Un articolo della BBC riporta che due americani su tre almeno un souvenir di ritorno da un viaggio e riferisce che nel Paese le vendite sfiorano i 21 miliardi di dollari, ossia 20 miliardi di euro l'anno. I souvenir portano con sé problematiche di appropriazione culturale, oltre a sollevare tematiche relative al consumismo sfrenato. Il punto però è soprattutto: quanto un magnete che ci viene regalato o che regaliamo ci fa ricordare i momenti belli di un viaggio?

I souvenir sono sempre esistiti di fatto, visto che già nel 18esimo secolo luoghi simbolo delle città, come il Colosseo a Roma, venivano saccheggiati per accaparrarsi delle reliquie laiche da rivendere. Solo però nella società capitalistica contemporanea il ricordo di un viaggio ha avuto il bisogno di essere materiale: compro un magnete o un portachiavi perché, quando lo guardo, mi riporta alla mente emozioni e ricordi felici. Nell'era della FOMO, però, il souvenir è diventato anche una prova tangibile che ci racconta, un modo, alla stregua di un post sui social, di dire "io c'ero".

Infatti, nonostante il turismo sia cambiato negli ultimi dieci anni – con un numero sempre maggiore di persone che si rende conto di quanto una loro vacanza o un viaggio possa impattare a livello ambientale e sociale -, il nostro bisogno di immortale tutto, di raccontare le nostre esperienze è rimasto inalterato. Inoltre, in alcune zone del mondo, da Petra in Giordania passando per Angkor Wat in Cambogia, arrivando fino in Italia, vivono grazie all'economia che ruota attorno ai souvenir.

Come comprare souvenir in modo responsabile

Per tutti questi motivi non è necessario smettere di comprare souvenir, ma è importante comprarli in modo responsabile. Diversi esperti travel contattati dalla BBC hanno dichiarato che l'unico modo per assicurarsi che i souvenir siano sostenibili è fare domande. Non basta scegliere con cura o acquistare con attenzione, ma è importante chiedere e, nel caso, non acquistare niente.

Un altro modo per fare acquisti etici è quello di sostenere cooperative affidabili e mercati solidali locali. Molti Paesi ora certificano anche i prodotti locali autentici.
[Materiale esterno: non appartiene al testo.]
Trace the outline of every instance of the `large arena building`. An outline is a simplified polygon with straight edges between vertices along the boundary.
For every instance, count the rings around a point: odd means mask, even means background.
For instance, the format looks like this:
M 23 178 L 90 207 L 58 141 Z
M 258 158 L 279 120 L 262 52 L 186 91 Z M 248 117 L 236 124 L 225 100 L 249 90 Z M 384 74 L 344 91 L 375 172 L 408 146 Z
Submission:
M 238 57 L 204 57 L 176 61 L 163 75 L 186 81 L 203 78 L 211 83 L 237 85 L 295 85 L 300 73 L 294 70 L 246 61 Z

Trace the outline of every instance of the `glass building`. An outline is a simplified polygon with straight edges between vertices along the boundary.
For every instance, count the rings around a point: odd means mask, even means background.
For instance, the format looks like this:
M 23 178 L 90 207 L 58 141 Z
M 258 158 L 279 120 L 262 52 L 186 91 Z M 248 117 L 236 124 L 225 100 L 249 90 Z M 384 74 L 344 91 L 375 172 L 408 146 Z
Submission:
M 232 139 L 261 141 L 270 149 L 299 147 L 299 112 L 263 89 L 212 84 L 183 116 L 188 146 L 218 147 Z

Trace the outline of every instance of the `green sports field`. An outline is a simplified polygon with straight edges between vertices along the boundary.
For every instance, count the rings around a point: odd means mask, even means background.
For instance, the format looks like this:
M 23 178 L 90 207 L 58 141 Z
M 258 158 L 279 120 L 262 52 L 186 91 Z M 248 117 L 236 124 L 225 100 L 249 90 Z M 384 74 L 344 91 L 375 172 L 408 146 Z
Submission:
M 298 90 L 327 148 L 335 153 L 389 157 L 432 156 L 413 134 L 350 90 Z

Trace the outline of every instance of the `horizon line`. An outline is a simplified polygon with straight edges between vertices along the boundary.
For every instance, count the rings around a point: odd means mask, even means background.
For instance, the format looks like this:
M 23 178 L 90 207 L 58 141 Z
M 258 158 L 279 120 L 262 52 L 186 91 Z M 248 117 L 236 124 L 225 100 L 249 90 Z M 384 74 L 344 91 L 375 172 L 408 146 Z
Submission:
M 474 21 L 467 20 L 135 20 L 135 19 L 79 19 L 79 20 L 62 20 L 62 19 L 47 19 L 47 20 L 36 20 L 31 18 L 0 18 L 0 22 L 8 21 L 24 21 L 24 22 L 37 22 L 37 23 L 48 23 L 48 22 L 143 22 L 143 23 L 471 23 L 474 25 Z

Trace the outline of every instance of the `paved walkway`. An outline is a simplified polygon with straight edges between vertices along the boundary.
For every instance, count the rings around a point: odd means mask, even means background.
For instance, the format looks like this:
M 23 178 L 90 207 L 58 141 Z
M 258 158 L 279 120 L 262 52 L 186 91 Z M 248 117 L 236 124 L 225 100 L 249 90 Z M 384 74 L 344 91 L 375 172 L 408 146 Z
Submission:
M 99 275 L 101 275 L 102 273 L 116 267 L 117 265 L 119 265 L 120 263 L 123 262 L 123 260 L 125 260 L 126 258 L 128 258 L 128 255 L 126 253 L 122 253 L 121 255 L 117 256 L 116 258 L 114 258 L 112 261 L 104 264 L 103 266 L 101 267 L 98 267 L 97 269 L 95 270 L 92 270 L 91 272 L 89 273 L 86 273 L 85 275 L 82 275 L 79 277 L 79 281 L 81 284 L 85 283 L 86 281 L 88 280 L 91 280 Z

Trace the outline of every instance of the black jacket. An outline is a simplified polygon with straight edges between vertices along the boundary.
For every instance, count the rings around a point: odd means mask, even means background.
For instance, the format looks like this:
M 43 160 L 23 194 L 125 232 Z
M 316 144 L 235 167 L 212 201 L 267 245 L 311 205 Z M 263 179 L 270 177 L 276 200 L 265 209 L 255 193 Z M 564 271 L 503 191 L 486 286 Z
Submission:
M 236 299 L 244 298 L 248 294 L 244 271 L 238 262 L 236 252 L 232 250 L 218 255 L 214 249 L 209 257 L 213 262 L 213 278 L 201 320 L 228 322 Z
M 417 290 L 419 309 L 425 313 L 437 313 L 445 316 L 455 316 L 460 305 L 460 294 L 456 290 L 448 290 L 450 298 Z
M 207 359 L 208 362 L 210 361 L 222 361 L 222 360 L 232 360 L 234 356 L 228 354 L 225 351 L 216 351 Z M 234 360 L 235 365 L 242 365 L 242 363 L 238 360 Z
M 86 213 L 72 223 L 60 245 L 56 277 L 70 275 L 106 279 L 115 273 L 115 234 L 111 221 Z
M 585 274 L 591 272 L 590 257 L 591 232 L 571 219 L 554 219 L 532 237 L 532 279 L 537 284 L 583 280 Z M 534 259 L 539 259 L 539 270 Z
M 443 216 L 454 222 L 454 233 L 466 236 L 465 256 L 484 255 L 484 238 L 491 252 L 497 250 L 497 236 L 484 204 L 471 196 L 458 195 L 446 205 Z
In India, per esempio, gli scialli di pashmina autentici portano il marchio IG (Geographical Indication); l'Australia utilizza il logo rosso e nero Indigenous Art Code; e il marchio Sámi Doudji nei Paesi nordici garantisce che gli articoli sono prodotti da artigiani Sámi. Per concludere, non esiste una regola universale per definire un souvenir "responsabile": è una decisione personale che ognuno di noi prende, anche in base alle sensibilità ciascuno. Adesso, però, sapete che la prossima volta che comprate distrattamente un gadget da aeroporto, fermatevi a riflettere.